ECONOMIC growth within the East African partner states is not generating sufficient jobs especially for the region’s ballooning number of young men and women.

In 2010, East Africa’s youth accounted for 45 per cent of the total population. This number continues to grow and it is estimated that 75 per cent of region’s total population will be under the age of 34 in 2030.

The EAC Deputy Secretary General in-charge of productive and social sectors Mr Christophe Bazivamo said at the youth employment workshop in agriculture taking place in Dar es Salaam that the youth constitute the largest segment of the population across the EAC.

“Rural poverty and food security remain persistent and are linked with this problem of jobless growth,” he said. A regional inception workshop to launch the joint East African Community (EAC) and Food Agriculture Organisation (FAO) Project on Youth Employment in the Agricultural Sector in the EAC has kicked off yesterday.

He informed the meeting that EAC with financial and technical support from the FAO had prioritized the promotion of youth employment in the agricultural sector as one of the Community’s flagship initiatives. “This will be pursued under a Technical Cooperation Project (TCP) on Promoting Youth Employment in the Agricultural Sector in the EAC.

The overall objective of the TCP is to contribute to reducing rural poverty and boosting economic growth by supporting the creation of better opportunities for youth in the agricultural sector,” he said. He said it was unfortunate that Africa spends over 35 billion US dollars on food imports, which is a huge economic burden.

“Unless the current trend is reversed, Africa will spend 110 billion US dollars on food imports by 2025. The amount of money channeled to imports could make a big impact if invested to promote agricultural production and productivity,” he said.

He identified post-harvest food loss as one of the largest contributing factors to food and nutritional insecurity in Africa with more than 30 per cent of food produced for human consumption being lost or wasted through post-harvest losses, adding that the youth if supported could transform post-harvest losses into investment opportunities through value addition and agroprocessing ventures.

He urged EAC Partner States to look at agriculture in a multisectoral perspective, noting that Inclusive agricultural growth and transformation calls for an integrated approach.
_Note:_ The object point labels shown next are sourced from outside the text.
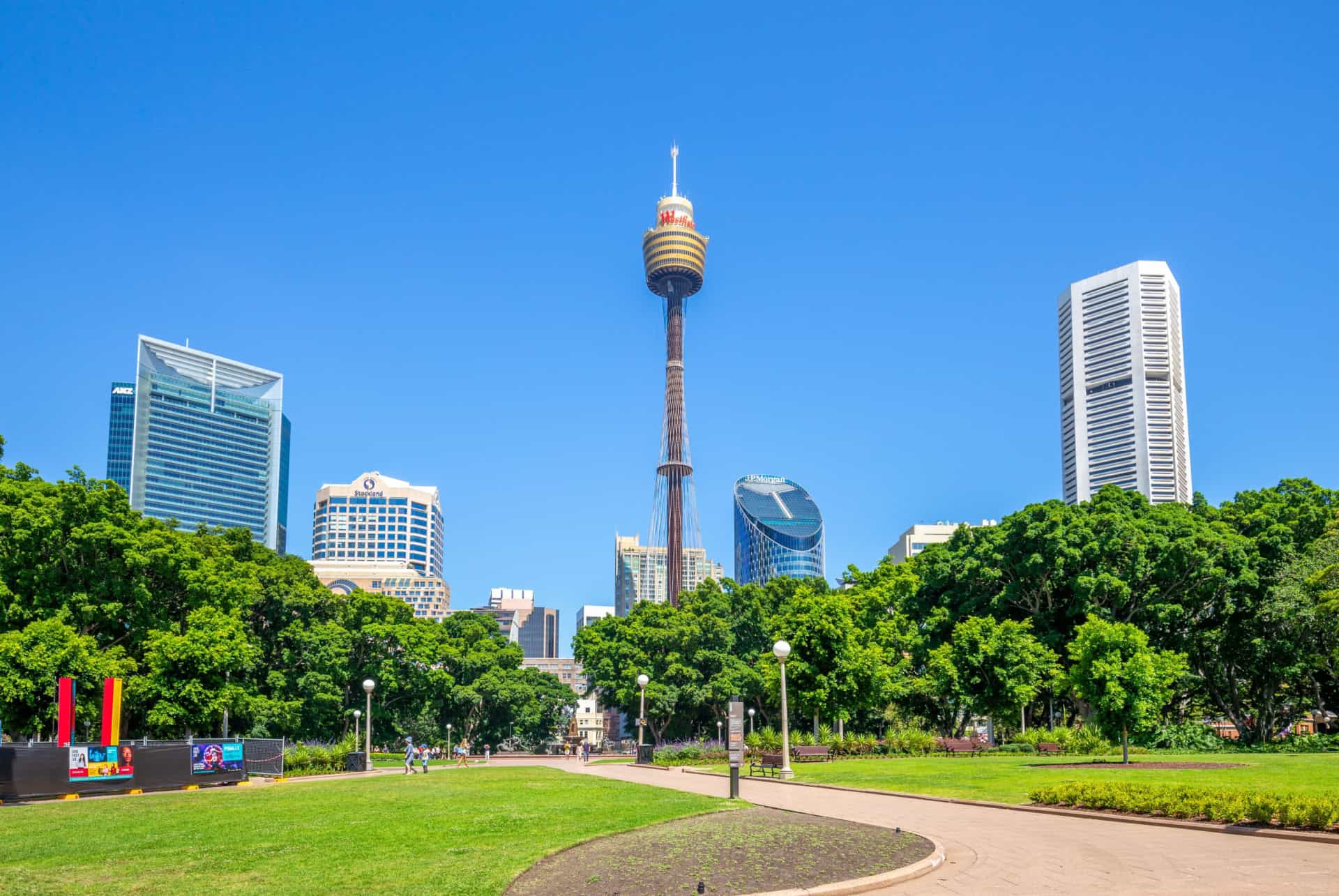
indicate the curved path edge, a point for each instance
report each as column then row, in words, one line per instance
column 870, row 881
column 1156, row 821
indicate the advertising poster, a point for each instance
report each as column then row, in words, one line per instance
column 100, row 762
column 211, row 759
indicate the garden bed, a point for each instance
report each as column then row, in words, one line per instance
column 1141, row 766
column 733, row 852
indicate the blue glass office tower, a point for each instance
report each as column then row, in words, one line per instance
column 778, row 531
column 211, row 442
column 121, row 433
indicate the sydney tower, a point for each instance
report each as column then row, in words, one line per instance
column 675, row 256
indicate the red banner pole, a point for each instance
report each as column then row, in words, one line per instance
column 66, row 713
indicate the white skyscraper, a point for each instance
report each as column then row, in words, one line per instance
column 1122, row 385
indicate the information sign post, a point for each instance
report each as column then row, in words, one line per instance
column 736, row 740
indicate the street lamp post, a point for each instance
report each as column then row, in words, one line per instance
column 782, row 650
column 368, row 686
column 642, row 718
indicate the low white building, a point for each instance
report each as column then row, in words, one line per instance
column 923, row 535
column 591, row 612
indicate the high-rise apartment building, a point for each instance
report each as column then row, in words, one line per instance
column 1122, row 385
column 535, row 628
column 379, row 520
column 639, row 572
column 923, row 535
column 121, row 434
column 778, row 531
column 209, row 442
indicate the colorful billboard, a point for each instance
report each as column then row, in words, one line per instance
column 211, row 759
column 100, row 764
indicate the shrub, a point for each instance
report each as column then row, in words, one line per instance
column 907, row 741
column 318, row 759
column 1087, row 741
column 691, row 753
column 1184, row 737
column 1224, row 805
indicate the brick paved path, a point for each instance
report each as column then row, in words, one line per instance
column 999, row 851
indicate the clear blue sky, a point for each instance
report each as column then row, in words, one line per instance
column 430, row 221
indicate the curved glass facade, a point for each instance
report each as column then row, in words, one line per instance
column 209, row 442
column 778, row 531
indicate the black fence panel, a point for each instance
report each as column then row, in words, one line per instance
column 50, row 770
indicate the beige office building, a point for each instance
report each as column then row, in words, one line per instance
column 430, row 596
column 377, row 520
column 923, row 535
column 384, row 536
column 567, row 670
column 639, row 572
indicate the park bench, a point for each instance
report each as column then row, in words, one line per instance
column 765, row 764
column 951, row 746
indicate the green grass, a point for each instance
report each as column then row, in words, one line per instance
column 467, row 832
column 1007, row 778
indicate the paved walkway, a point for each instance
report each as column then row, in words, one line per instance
column 999, row 851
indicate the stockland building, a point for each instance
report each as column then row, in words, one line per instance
column 202, row 439
column 778, row 531
column 385, row 536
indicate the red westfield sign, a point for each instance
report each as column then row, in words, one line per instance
column 670, row 218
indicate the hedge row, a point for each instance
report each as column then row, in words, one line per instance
column 1179, row 801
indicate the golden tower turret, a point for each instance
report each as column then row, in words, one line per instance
column 672, row 251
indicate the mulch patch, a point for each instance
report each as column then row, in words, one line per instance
column 1141, row 765
column 741, row 851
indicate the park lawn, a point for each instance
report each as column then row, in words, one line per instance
column 464, row 832
column 1008, row 778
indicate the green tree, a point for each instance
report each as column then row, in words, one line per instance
column 1121, row 678
column 189, row 676
column 837, row 666
column 31, row 660
column 988, row 667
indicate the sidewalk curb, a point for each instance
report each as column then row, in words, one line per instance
column 873, row 881
column 1069, row 813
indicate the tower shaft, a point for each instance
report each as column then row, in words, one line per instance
column 674, row 255
column 676, row 466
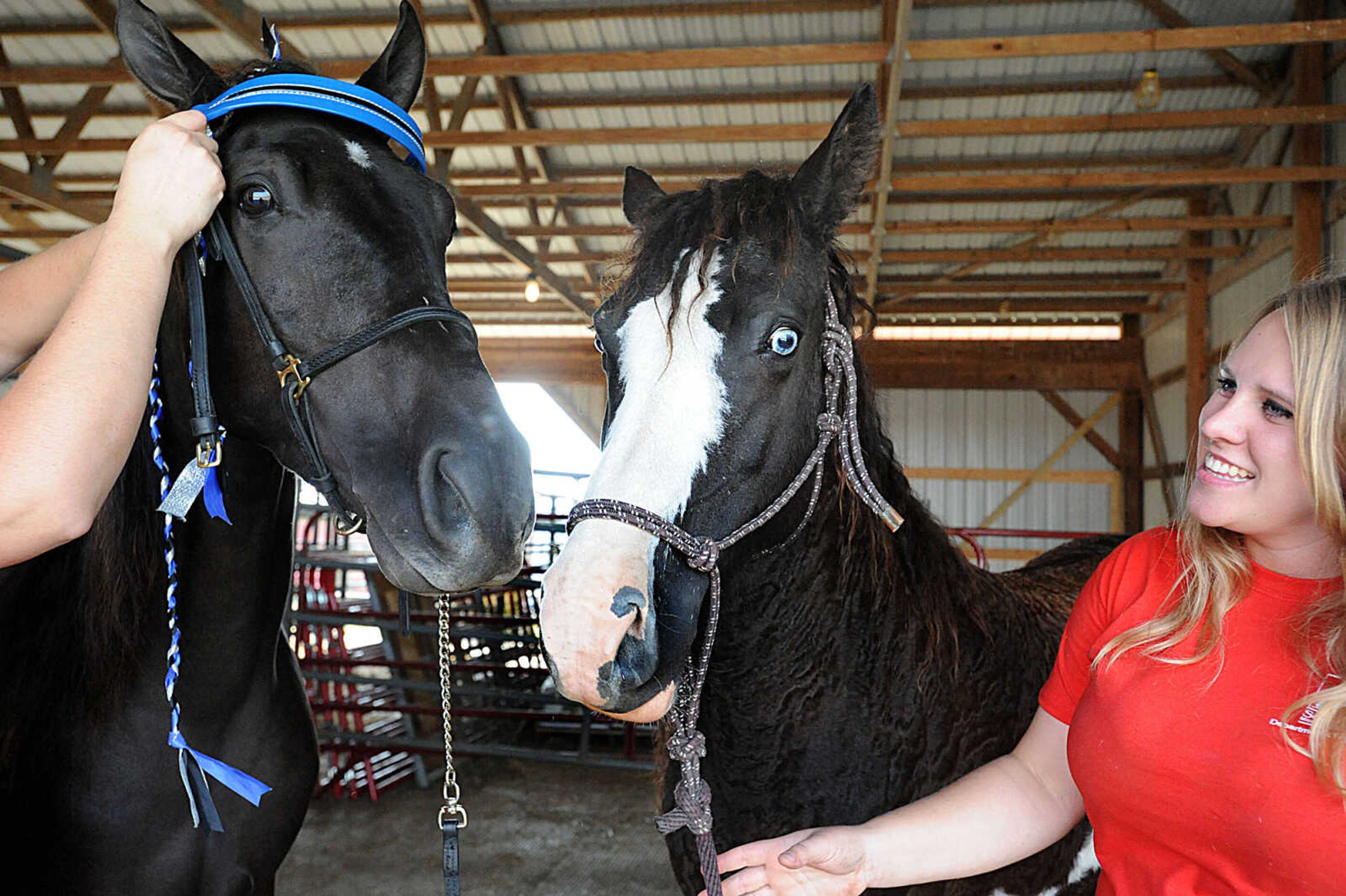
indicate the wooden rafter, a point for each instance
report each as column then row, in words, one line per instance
column 104, row 14
column 897, row 22
column 1221, row 57
column 22, row 186
column 18, row 112
column 1072, row 416
column 1061, row 225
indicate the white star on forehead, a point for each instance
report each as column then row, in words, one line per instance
column 359, row 154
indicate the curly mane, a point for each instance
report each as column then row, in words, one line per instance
column 764, row 210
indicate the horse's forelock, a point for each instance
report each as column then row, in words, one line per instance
column 259, row 68
column 757, row 209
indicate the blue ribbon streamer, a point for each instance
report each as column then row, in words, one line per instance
column 240, row 782
column 215, row 498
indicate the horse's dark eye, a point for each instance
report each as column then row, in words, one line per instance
column 784, row 341
column 256, row 199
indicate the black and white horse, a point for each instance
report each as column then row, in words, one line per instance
column 855, row 669
column 337, row 233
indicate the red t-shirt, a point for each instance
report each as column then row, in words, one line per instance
column 1188, row 781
He said that infrastructure development is critical for catalyzing transformation of the agriculture sector.

“The lack of infrastructure drives up the cost of doing business and also discourages the private sector from investing in agricultural value chains. Linkages with agro- industrialisation fundamental.

For instance agroprocessing would help stimulate production by expanding and enhancing access to markets,” He emphasized the need to identify youth involved in transformational agricultural initiatives so that they are recognized and rewarded, noting that this would motivate more young people to recognise that investing in agriculture was a highly profitable initiative.

FAO Sub-regional Coordinator for Eastern Africa and FAO Representative to the African Union and the UN Economic Commission for Africa, Dr Patrick Kormawa, highlighted the worrying demographic trends in the EAC. He noted that the EAC was becoming home to an increasingly young population.

He said true rural transformation cannot be accomplished in the EAC without empowering the youth as actors of change. “FAO believes that boosting youth employment in agricultural value chains is a low hanging fruit for harvesting sustainable development, food security, and rural poverty reduction,” he said.